There are countless studies circulating on the costs of cybercrime and they all have something in common: the dizzying height. The comparability of these studies is not possible because the underlying database was chosen differently in each case. Depending on the publisher, they should be treated with caution, as should other studies about white-collar crime and non-compliance. The number of unreported cases remains high, and for this very reason the high measurable costs are already an indication that cannot be neglected.
However, the impact of cyber-attacks goes far beyond the financial damage. Research shows that those affected show symptoms like those of victims of post-traumatic stress disorder (PTSD). Individuals confronted with cyber-attacks experience a massive – psychologically caused – disadvantage. In most cases, they lack the basis for decision-making in the form of sufficient information to make a professional decision. This is independent of the fact whether the decision situation and thus the initial situation is in the private or professional environment. The trade-offs between risk and opportunity for the individual are clouded. Even if sufficient information were available, there is a tendency for decision-makers to be tempted to become victims of criminal activities by influencing various factors.
The virtual network for data exchange
In an informal setting, people are much more willing to disclose personal and confidential information than in a formal setting.
Informal settings include social virtual networks (social media channels) as well as occasions and opportunities for personal exchange in the form of invitations to events, which emphasise the informal part more strongly. This must be considered and addressed accordingly when raising awareness and training employees. Similarly, the (Western) practices of consuming stimulants in this context are among the accelerators of information gathering.
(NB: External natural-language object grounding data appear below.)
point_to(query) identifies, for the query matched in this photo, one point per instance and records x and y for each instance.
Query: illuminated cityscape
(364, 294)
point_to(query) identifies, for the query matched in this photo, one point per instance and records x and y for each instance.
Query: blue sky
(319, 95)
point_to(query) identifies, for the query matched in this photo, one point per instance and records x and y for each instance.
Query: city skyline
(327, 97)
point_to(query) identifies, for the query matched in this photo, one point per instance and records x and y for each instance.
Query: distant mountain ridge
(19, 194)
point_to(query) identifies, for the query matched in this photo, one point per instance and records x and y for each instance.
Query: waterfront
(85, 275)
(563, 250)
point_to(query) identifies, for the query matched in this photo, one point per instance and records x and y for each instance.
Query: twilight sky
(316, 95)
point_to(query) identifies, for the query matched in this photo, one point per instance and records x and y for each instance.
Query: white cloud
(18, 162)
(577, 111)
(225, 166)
Behavioural and cultural adaptation
With the knowledge of human behaviour, an adaptation of behaviour in dealing with the newly created territory “cyberspace” is required. Through this adaptation the security of the individual and the collective can be increased.
The following measures are recommended by psychology:
1) the priority is to understand the economic behaviour of individuals in the face of the expectations of risk and reward in relation to the limitations outlined above. Also important is the social situation or environment that leads individuals to disclose personal (or company-specific) information by minimizing the inhibition threshold or potential risk of this action of information disclosure.
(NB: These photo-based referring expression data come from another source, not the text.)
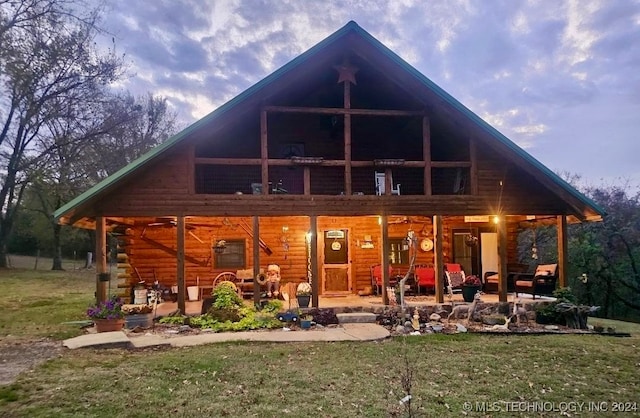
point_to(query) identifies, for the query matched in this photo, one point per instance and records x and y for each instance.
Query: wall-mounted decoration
(426, 245)
(291, 150)
(477, 218)
(367, 243)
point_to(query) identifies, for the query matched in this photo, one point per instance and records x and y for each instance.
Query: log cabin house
(323, 168)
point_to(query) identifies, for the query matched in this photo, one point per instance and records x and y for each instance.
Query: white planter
(193, 292)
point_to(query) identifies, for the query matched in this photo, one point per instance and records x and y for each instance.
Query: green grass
(346, 379)
(37, 303)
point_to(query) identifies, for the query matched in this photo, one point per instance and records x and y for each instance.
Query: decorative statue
(273, 280)
(415, 322)
(519, 312)
(467, 310)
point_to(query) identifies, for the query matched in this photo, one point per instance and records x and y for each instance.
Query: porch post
(502, 259)
(256, 259)
(101, 259)
(384, 224)
(313, 246)
(562, 250)
(438, 258)
(180, 271)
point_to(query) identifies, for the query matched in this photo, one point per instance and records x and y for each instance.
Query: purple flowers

2) The identification of criminal and malicious activities and patterns of behaviour by deviating from the norm and the corresponding technological adjustments of security systems are also among the core priorities for measures to recognise these patterns. The psychological distortions that affect privacy decisions must be considered (see also point 1).
3) it is necessary that legislators, law enforcement agencies and internally commissioned investigators take the psychological and social impact of cybercrime into account to the same extent as the “classic” cases of crime. One of the greater dangers associated with cybercrime is fragmented legislation and procedures that stop at their respective borders.
4) raising awareness! Only public awareness of cyber-security can raise and change human expectations and subsequently their corresponding behaviour, which affects privacy. It is of great necessity that the topic is not only dealt with on an intellectual academic level, but also for the broad masses. Through the channels that people use and to which they disclose (too) much confidential information – virtual and social networks of all forms.
5) It is important to understand the influence cybercrime has on its victims (those affected) and the different stages through which they go. The psychological reactions on the part of the individual are varied and complex. It is important that those affected can be guided through the stages according to their individual needs and symptoms. At the same time, it is essential that the experts have the appropriate knowledge of the topic.
Diverse backgrounds and expertise to protect the assets
Experts for (potential) victims of white-collar crime, non-compliance and cybercrime play an essential role in prevention and incident management. Among other things, they address the various roles we play as individuals in this environment.
It is not just about the IT security officers who monitor the firewalls, but above all about the different roles that each of us carries within us and performs daily – across hierarchies and functions. We must support all functions to protect our assets and not leave the task with IT.